Сейчас, в эпоху научно-технической революции с ее всепроникающей математизацией, кибернетизацией подходов и неизбежной вроде бы дегуманизацией взглядов он, этот акцент на социально-психологические стороны проблемы, мог бы показаться старомодным. Естественным разве только для
Вспомните, однако: неспроста ведь перекликаются раздумья о бессмертии у математика Винера, отца кибернетики, в его эссе «Творец и робот» и у Чапека, которому, кстати, принадлежит сам термин «робот».
А вот испещренная формулами и графиками книга астрофизика «Вселенная. Жизнь. Разум» профессора И. Шкловского, члена-корреспондента АН СССР. Пытаясь заглянуть в далекое Завтра землян, автор пользуется демографической и прочей «цифирью». Затрагивает он и тему бессмертия, подразумевая, правда, не способность индивида жить вечно («что явно бессмысленно»), а возможность многократно увеличить продолжительность жизни («в десятки и даже сотни раз»). И сразу очерчивает круг важнейших вопросов. Каковы же они?
Прежде всего: отразится ли сколько-нибудь серьезно значительное увеличение человеческого долголетия на темпах роста народонаселения? Нет, отвечает ученый (они определяются в основном рождаемостью, которая лимитирована возрастом родителей).
И тут же: «Значительный процент Мафусаилов в обществе будущего поставит ряд своеобразных проблем. На некоторые из них обратил внимание Карел Чапек (см. его „Средство Макропулоса“)». Надо ли пояснять, что речь идет о социально-психологических проблемах?
Думается, такое напоминание — не упускать их из виду — не случайность. Понимание их важности естественно, пожалуй, для любого советского специалиста, пусть даже привыкшего мыслить поистине астрономическими масштабами пространства и времени, в которых человеческая личность — ничтожная пылинка, а жизнь человеческая — неуловимый миг.
Что касается демографии, то она и подавно вправе сказать - «ничто человеческое мне не чуждо», хотя ей, как говорится, сам бог велел иметь дело с душами народонаселения, а не с человеческими душами. Впрочем, мы не раз уже убеждались на ее примере, что можно и должно сочетать математизацию с гуманизацией подходов к любому предмету изучения, если за ним стоят живые люди.

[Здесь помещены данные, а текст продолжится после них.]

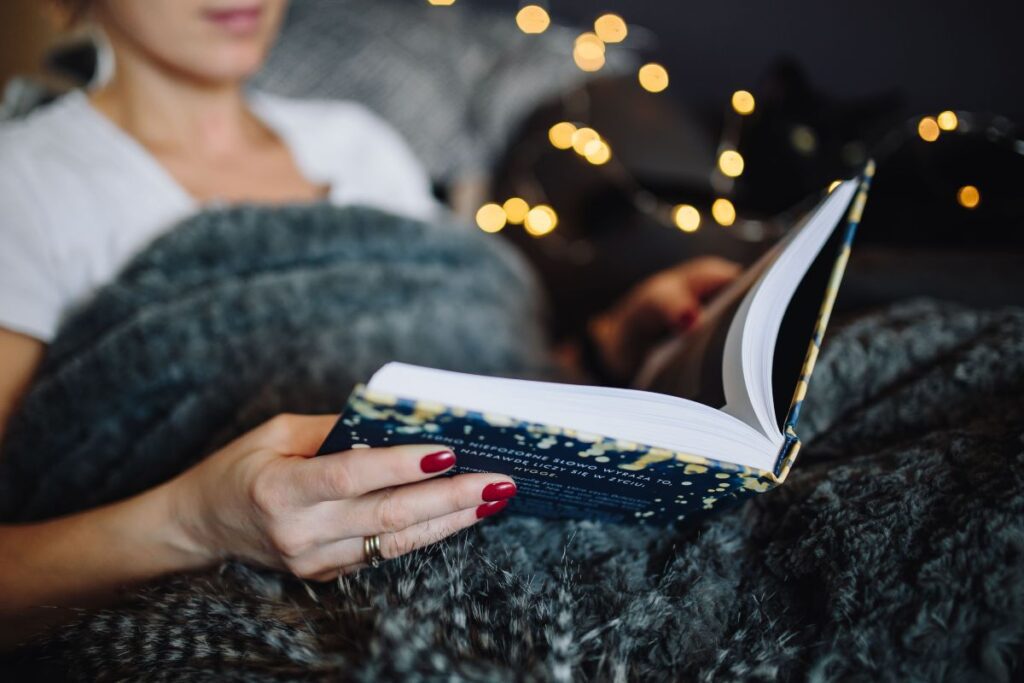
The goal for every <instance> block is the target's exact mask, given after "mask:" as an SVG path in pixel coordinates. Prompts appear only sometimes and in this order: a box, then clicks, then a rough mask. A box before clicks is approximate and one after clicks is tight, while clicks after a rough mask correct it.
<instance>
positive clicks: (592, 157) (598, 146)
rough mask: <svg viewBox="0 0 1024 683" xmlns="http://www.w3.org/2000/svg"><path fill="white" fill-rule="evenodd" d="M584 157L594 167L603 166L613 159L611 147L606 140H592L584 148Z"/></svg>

Так и здесь, когда речь идет о массовом сверхдолголетии. Разве можно игнорировать его социально-психологические последствия? Нет, конечно. Но почему о них столько говорится? Неужели они так ражны на фоне других проблем? Чисто экономических, например?
Предположим, что жизнь всех и каждого удлинится весьма существенно. Тогда, как мы знаем, быстро (притом намного) постареет и все население в целом, и та его часть, которая занята производством материальных благ. Спору нет, на помощь людям придут машины, творец и робот окажутся сотрудниками, но…
Развернувшаяся ныне научно-техническая революция вместе с новыми надеждами принесла и новые проблемы. Мы знаем, какова ее генеральная тенденция, столбовая дорога в будущее.
Но машины, помогая человеку, избавляют его от работы — непосильной, механической, технической — не ради праздности, чтобы он не знал, как убить время. Ради подлинно человеческой миссии — творческой, созидательной деятельности. И даже самые разумные компьютеры не освободят его от ответственности за принятые с их помощью решения. От необходимости мыслить, как говорил Винер.
Стало быть, требования к личности не снижаются ни в интеллектуальном, ни в нравственном отношении. А если неограниченное сверхдолголетие будет вести к постепенному оскудению духовных сил? Многие ли захотят его, станет ли оно массовым?
А быстро меняющийся мир? Он уже в наше время заставляет людей психологически приспосабливаться к его частому обновлению. Приходится чуть ли не всю жизнь учиться, а то и переучиваться. Завтра придется непрестанно, непрерывно пополнять самообразованием багаж знаний, вынесенных из средней и высшей школы. Век живи — век учись, даже с дипломом в кармане. В 125–150 лет или более это посложнее, что ни говорите, чем в 25 или 50.
А скорости — не только транспортных средств, но и технологических процессов? Они тоже предъявляют повышенные требования к быстроте реакции, напряженности внимания, остроте зрения и другим психофизиологическим свойствам человека. На «небесных тихоходах», какими кажутся прежние крылатые машины в сопоставлении с теперешними, пилот летал, бывало, лет 40 — с 20 до 60. На реактивных, особенно сверхзвуковых, он порой едва выдерживает каких-нибудь 10–15 лет.